Lawyers for the university’s governing council and the 10 respondents named in the court filings, as well as several would-be intervenors on both sides, were beginning the process of submitting documents Wednesday, May 29. Intervenors were to each submit five-page document outlining their interests in the matter by Thursday, the judge said during a videoconference about the case on Tuesday, May 28.
A number of Jewish organizations are seeking intervenor status, on both sides. On the university’s side, calling for the encampment’s removal, lawyers present May 28 were representing B’nai Brith, Hillel Ontario, StandWithUs Canada, Friends of Simon Wiesenthal Centre, and Centre for Israel and Jewish Affairs and United Jewish Appeal (CIJA/UJA).

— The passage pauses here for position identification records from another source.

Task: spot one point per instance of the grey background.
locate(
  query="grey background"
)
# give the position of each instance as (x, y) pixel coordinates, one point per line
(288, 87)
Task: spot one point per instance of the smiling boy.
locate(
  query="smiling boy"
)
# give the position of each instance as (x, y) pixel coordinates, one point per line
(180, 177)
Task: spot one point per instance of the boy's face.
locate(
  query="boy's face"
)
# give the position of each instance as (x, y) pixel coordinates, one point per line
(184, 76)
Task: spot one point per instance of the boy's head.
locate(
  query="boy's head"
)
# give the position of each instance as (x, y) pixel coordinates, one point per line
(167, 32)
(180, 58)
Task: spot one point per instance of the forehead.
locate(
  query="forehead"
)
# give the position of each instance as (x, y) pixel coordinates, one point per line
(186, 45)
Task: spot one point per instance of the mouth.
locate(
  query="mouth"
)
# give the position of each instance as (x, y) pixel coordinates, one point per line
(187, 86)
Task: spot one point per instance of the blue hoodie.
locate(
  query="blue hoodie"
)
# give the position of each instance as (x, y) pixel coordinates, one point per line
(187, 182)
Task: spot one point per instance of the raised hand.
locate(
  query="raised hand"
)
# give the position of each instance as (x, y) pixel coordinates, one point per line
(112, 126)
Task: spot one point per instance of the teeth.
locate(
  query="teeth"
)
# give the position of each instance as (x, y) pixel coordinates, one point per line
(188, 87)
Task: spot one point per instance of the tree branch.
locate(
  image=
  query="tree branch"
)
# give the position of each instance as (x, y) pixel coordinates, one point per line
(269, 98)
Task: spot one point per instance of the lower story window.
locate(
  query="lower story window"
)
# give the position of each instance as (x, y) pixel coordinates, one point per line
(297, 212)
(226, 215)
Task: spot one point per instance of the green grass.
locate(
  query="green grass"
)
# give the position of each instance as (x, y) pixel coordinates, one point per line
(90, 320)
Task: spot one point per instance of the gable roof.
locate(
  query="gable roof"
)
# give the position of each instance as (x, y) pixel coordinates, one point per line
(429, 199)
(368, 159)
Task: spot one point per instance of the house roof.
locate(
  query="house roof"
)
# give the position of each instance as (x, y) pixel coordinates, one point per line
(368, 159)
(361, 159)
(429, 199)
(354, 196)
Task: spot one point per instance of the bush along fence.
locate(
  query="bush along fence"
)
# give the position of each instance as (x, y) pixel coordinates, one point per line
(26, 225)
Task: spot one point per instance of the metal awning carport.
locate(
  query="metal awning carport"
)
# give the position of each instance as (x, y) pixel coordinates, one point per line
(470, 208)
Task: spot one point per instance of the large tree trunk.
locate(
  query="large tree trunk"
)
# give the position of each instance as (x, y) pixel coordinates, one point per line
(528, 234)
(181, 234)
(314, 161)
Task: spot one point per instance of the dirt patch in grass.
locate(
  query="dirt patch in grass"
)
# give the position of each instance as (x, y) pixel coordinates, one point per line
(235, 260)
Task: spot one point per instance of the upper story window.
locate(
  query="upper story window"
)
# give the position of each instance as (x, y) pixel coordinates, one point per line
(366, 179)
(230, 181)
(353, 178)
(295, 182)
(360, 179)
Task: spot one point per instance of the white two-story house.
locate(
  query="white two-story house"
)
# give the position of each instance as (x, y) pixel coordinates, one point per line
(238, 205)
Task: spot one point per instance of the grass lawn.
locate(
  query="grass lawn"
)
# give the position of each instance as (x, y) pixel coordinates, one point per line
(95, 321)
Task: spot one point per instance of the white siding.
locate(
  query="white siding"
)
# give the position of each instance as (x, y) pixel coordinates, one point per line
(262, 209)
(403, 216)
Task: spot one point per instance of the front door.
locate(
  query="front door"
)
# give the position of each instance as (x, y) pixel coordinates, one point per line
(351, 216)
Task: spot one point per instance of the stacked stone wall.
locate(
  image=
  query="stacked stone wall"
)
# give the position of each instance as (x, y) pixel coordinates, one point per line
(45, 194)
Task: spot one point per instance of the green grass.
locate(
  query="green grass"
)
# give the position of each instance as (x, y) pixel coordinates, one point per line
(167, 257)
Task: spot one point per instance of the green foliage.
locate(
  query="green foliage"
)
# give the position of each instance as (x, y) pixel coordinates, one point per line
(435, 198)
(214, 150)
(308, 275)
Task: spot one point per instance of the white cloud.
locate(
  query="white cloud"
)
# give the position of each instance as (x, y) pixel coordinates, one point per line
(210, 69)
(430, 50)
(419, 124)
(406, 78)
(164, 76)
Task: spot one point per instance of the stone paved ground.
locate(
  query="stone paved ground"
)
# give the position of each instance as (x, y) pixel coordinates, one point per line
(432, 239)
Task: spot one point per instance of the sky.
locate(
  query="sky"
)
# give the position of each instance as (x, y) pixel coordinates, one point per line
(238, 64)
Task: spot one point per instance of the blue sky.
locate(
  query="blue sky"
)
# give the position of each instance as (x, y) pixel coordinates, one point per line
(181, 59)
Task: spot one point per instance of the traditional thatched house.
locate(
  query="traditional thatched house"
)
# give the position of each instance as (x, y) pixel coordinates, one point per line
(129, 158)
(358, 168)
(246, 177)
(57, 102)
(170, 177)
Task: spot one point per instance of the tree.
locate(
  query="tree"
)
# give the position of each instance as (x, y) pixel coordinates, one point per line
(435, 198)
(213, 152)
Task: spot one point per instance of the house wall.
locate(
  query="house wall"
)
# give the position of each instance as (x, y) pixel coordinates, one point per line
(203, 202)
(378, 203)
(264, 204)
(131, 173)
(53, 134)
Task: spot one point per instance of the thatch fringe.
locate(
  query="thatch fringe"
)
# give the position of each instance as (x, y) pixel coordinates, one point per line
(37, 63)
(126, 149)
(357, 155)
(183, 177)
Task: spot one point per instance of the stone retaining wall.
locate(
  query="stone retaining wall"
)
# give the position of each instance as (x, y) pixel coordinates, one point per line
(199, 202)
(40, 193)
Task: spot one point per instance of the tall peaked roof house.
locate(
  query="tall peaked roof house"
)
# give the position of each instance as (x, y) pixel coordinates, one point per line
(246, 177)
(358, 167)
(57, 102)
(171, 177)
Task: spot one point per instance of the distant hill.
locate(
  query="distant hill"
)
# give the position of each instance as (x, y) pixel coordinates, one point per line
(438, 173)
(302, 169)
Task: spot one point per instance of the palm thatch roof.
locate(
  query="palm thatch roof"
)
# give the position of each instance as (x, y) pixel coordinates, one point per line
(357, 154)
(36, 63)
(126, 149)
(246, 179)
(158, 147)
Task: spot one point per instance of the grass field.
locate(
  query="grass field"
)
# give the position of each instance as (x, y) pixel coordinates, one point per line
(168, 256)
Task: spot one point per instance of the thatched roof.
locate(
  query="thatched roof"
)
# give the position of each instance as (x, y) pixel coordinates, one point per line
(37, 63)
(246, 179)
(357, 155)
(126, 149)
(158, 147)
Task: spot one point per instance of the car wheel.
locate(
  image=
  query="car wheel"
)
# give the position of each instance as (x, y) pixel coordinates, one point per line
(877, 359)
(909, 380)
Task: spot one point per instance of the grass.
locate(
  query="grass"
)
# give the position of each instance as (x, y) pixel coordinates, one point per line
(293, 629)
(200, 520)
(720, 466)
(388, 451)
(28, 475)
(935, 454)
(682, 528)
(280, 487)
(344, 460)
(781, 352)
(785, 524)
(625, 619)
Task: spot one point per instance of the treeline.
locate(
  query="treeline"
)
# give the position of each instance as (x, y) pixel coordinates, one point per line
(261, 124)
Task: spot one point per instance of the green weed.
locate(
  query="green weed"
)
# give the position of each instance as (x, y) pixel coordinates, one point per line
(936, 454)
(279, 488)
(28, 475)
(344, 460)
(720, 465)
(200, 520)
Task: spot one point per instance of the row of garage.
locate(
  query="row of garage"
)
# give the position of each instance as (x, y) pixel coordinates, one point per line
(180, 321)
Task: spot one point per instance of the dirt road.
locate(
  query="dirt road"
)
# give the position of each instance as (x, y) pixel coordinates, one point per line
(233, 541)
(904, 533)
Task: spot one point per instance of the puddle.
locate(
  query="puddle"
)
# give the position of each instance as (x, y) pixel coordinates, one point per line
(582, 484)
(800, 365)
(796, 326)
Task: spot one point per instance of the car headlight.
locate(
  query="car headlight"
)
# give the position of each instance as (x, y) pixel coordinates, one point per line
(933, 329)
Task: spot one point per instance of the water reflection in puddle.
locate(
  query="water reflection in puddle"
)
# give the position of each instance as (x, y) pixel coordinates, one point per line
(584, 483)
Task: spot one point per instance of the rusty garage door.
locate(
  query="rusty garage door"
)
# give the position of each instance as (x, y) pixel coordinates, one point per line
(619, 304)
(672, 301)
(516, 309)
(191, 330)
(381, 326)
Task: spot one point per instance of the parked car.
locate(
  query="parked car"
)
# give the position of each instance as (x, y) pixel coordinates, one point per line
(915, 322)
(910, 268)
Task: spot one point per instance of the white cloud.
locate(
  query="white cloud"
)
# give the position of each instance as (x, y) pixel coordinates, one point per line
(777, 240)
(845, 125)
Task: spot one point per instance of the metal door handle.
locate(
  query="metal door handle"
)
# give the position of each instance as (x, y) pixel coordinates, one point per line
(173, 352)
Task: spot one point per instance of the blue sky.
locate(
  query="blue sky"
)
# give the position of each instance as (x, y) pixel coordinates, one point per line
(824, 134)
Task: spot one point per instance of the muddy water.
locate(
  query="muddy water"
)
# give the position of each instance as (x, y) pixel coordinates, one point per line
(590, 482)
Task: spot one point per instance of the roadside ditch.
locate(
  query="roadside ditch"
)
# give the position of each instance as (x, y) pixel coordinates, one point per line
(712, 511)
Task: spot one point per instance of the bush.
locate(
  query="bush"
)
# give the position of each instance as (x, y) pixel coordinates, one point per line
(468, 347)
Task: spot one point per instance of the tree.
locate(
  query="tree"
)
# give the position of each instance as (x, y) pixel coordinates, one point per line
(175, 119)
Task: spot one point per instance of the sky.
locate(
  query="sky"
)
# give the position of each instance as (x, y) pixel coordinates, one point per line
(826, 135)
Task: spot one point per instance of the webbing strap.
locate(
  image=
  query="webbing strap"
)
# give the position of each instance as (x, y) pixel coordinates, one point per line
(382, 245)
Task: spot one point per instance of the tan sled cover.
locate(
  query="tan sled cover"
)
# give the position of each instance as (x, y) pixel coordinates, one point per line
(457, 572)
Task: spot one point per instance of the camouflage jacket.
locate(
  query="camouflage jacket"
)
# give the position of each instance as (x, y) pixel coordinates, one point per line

Jewish groups working in solidarity with Palestinian supporters include a coalition application for intervenor status from a lawyer representing Independent Jewish Voices, United Jewish People’s Order, and the Jewish Faculty Network supporting the encampment protester’s rights to remain until the university meets their demands. The UofT Faculty Association, the National Council of Canadian Muslims, the Canadian Civil Liberties Association, and the Legal Centre for Palestine are also among the groups supporting the encampment while applying for intervenor status in the case.
Protest encampment organizers also say they were preparing to respond to a number of specific allegations of hateful and harmful conduct.